Menurut editor ada perbedaan antara ia dan Arief mengenai gagasan ini. Bainya, “satra kontekstual” terutama berarti pemahaman atas kesusastraan dengan meninjau kaitan mutlak kesusastraan itu pada konteks sosial historisnya. Sedangkan Arief, katanya, beranggapan bahwa sastra semacam itu adalah karya sastra yang sesuai dengan konteks sosial-historis masyarakat di sekeliling tempat terciptanya karya sastra itu.

Sebenarnya, Arief merumuskan gagasannya itu dengan berbagai cara. Toh rumusan tersebut tetap saja bisa menimbulkan salah tafsir dan salah paham. Dan justru itulah yang menghasilkan “perdebatan” ini.
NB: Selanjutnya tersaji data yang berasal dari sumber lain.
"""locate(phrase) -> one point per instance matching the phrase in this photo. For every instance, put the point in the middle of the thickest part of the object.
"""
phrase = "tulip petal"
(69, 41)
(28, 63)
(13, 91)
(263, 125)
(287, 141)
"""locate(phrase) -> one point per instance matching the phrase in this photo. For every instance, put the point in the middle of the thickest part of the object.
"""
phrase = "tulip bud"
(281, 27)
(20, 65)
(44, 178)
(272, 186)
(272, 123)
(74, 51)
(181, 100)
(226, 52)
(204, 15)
Begitu rumitnya pemahaman, dan begitu khawatirnya terhadap salah tafsir, sehingga salah seorang penanggap, Nadjib Kertapati Z., menulis “pemahaman yang sekaligus panutan saya ini bagi Arief bahkan mungkin merupakan kesalahpahaman baru”.

Perdebatan mengenai sastra kontekstual ini digambarkan editor sebagai “meriah dan laris”. Itu bisa dimaklumi karena dalam pelbagai pembicaraan muncul sejumlah istilah, yang seolah-olah tak henti-hentinya kita bicarakan: Barat, kiri, universal, borjuis, elite, keindahan, dan sebagainya. Kata-kata itu punya konotasi yang beragam dalam benak kita, dan merupakan landasan bagus untuk “perdebatan”. Tidak heran dalam serangkaian pembicaraan tersebut muncul pula ejekan, sindiran, dan bahkan caci maki. Mungkin sekali tentang suatu istilah yang- memiliki pengertian berbeda bagi masing-masing pihak.

Dalam pendahuluannya, Ariel membuat pengandaian: “seandainya seorang Arief Budiman tidak hadir dalam Sarasehan Kesenian 1984, dan tidak mempersoalkan sama sekali pembicaraan dan sarasehan itu, akan terlahirkah perdebatan seperti ’sastra kontekstual’?” Ariel menjawab, mungkin ada. Kita mungkin menjawab, mungkin tidak ada. Tapi, yang sangat menonjol dalam “perdebatan” ini adalah sosok Arief, yang sewaktu Sarasehan di Solo membuat apologi, “terus terang dalam sastra dan seni pada umumnya saya lebih berperan sebagai pengamat dari jauh. Karena bidang perhatian saya, seperti yang Anda ketahui, sekarang ini lebih banyak pada permasalahan politik dan ekonomi.”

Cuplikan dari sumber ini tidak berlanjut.